The Jews never became part of the nomos of Europe—its constitution could not accommodate them, which is another way of saying there was no room for them—and their only hope for freedom and safety lay with the displacement of nomos by production and distribution, which Jews overwhelmingly and enthusiastically supported. (That there could be no room for a particular people makes perfect sense if we are thinking in terms of a nomos; it is utterly mystifying if we are thinking in terms of production/distribution because, after all, couldn’t any human capital be put to some use?) But the loss of the nomos of “European civilization” made Europe mad and the Jews were held responsible. Zionism is the attempt of Jews to found a nomos for themselves that would enable them to fit into the nomos of the world constituted by nation-states and the emergent post-Nuremberg international law. But that nomos has turned out to be a pseudo-nomos, held together for a time by the stabilizing enmities of the Cold War, but ultimately failing at its main imperative: to integrate as equal nations the postcolonial world. Into the void has rushed a vitalized Islam and the victimary.

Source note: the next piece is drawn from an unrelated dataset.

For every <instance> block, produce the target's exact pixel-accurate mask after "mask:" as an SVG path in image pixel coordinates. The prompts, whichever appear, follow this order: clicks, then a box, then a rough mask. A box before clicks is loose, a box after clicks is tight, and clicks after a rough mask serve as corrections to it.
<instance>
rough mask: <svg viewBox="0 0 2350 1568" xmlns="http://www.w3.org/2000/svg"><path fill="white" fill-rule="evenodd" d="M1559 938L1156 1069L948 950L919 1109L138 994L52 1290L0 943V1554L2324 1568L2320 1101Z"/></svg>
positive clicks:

Israel relied upon the post-Nuremberg order that shared with Zionism a sense of the vulnerability of the Jews as a hinge of social order, but that can no longer be relied upon. The internal nomos of Israel society will probably become central, as in fact it was before the founding of the state and for its first few decades. That internal nomos is what Zionism has always called “facts on the ground,” perhaps the concept most diametrically opposed to the production and distribution networks that can be imagined. Controlling land, building on land, using land to continually reshape borders with the other, to implicate the less committed in the nomos of the social order by requiring shared defense of land acquisitions and construction—this is what Zionism needs now more than anything else. Of course, this—settlement activities—is the most pressing source of friction between Israel and the post-European world order, but friction is necessary for the foundation of a new nomos. And that friction might take less hysterical forms as the world order becomes increasingly post-American, with China, Russia and India competing to fill the many vacuums American leaves behind. Only an Israel firmly grounded in the Zionist nomos will be prepared for the emergent Islamic nomos (or failure to establish such) of the Middle East

Leftists and liberals (including libertarians), then, are right to feel uneasy, at least, about Zionism. Israel is a mostly liberal society (in some ways as liberal as any place on earth), but Zionism is illiberal. Of course, the foundations of any social order are illiberal—liberalism can never be anything more than the ripest fruit of an order that has already been highly civilized and by other than liberal means: liberalism is constituted by a carefully cultivated capacity to ignore that. But Zionism cannot be kept out of sight—it has perpetual, and urgent, imperatives to press upon us. Your ability to resist the power of the civilized, liberal impulse to turn away is an index of your immunity to the metastasizing victimocracy.